Kıbrıs Türk Barolar Birliği Başkanı Hasan Esendağlı’nın açıklamalarını “küstahça” bulduğunu belirten Tsimillis,
-“Aynı zamanda, Kıbrıslı Türk baro başkanı, küstahça, yasal mal sahiplerine bu kararın kendileri için zararlı olmadığı, çünkü sözde tazminat komitesine itiraz edebilecekleri, yani mallarını satarak ‘haklarını alabilecekleri’ konusunda güvence vermeye çalışmıştır” dedi.
İtalya’da tutuklandığında Kıbrıs’a teslim edilmeye itiraz eden Kürşat’a “davanın mutlu bir şekilde sonuçlandırılacağına” yönelik Kıbrıs Cumhuriyeti hükümeti tarafından söz verildiğine inandıklarını belirten Tsimillis bu konuda da şöyle diyor:
“O dönemde tutuklanan Kürşat’ın tutuklanmasına değil ama Merkezi Cezaevinde hapis yatma ihtimaline yönelik ilk itirazlarının, muhtemelen kendisine davanın “mutlu” bir şekilde sonuçlanacağına dair verilen sözler temelinde aşıldığına kanaat getiriyoruz.

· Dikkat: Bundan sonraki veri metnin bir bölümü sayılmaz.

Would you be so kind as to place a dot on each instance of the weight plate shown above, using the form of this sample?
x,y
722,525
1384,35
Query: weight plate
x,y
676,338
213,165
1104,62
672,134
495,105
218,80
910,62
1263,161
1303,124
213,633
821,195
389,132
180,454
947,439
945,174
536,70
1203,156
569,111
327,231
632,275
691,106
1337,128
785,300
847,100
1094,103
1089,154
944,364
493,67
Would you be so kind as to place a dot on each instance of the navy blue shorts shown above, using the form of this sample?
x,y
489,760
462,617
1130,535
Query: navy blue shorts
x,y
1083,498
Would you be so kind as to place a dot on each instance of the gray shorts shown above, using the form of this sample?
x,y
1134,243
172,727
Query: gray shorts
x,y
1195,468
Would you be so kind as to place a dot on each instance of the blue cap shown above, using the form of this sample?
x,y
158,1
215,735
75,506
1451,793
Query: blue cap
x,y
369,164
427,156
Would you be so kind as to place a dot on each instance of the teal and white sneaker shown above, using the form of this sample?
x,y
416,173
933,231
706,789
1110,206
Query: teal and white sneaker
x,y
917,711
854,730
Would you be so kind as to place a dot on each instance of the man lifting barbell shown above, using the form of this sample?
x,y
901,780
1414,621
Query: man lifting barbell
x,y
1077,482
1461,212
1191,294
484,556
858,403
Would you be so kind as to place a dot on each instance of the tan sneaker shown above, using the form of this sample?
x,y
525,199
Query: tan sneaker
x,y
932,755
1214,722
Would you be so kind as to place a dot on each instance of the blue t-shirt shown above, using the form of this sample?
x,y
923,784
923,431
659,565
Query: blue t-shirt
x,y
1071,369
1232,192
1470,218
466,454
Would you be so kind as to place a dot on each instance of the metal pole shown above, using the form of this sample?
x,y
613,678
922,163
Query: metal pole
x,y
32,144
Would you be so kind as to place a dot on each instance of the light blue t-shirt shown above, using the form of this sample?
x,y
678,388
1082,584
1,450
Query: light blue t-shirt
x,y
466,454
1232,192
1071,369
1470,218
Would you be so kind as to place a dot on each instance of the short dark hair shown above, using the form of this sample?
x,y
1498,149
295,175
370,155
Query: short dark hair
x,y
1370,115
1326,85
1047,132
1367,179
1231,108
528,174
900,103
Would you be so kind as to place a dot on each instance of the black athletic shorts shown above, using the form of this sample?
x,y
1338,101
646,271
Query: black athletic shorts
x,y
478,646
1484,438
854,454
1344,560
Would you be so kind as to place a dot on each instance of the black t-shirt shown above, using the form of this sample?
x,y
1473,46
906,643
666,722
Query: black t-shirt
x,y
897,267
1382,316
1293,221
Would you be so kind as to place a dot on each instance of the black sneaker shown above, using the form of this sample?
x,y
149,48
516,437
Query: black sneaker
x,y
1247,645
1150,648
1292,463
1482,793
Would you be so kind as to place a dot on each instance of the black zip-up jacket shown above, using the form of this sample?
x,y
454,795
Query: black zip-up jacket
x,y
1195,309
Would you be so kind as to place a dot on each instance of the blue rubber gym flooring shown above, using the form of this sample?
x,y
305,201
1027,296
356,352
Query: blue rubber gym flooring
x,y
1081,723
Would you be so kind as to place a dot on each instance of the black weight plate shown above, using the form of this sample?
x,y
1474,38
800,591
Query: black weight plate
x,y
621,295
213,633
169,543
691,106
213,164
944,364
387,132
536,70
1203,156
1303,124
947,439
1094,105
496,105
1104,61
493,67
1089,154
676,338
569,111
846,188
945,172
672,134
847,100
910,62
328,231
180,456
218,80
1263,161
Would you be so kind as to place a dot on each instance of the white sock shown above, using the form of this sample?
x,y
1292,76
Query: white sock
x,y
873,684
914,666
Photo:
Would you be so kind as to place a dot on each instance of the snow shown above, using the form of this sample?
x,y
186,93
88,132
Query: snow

Ve sonrasında, Kıbrıs’a döndüğünde, tutuklanmamış ama kefaletle serbest bırakılmıştı. Bu durum hiçbir zaman açıklanmadı! Her iki taraf da onun kendi isteğiyle mahkemeye çıkacağından emindi. Sonunda “haklılığını” kutlayacağını bildiği için endişelenmesine de gerek yoktu”…
Rum mallarının satışının reklam edilmesinin dahi 7 yıla kadar hapislik içeren bir suç olduğunun altını çizen Tsimillis Kıbrıs Cumhuriyeti hükümetine yasayı hatırlatıyor:
“Özellikle bu eylem (satış, kira, ipotek, reklam, ilgili bir sözleşmenin akdedilmesi, vb.), en azından ilgili mevzuatın 130(I)/2006 sayılı Kanun ve özellikle 303A maddesi ile değiştirildiği 2006 yılından bu yana Ceza Kanunu kapsamında ağır suç olarak sınıflandırılmaktadır”.
“Belki de Kıbrıs Cumhuriyeti tarafından şu ana kadar atılan tek adım, Dışişleri Bakanlığı’nın internet sitesinde, işgal altındaki mülklerin muhtemel alıcılarını, yasalara göre bunun yedi yıla kadar hapis cezası gerektiren bir suç olduğu konusunda bilgilendiren çok açık bir duyurudur. Bu suçları işlemeye teşebbüs etmek bile beş yıl hapis cezasını gerektirmektedir”.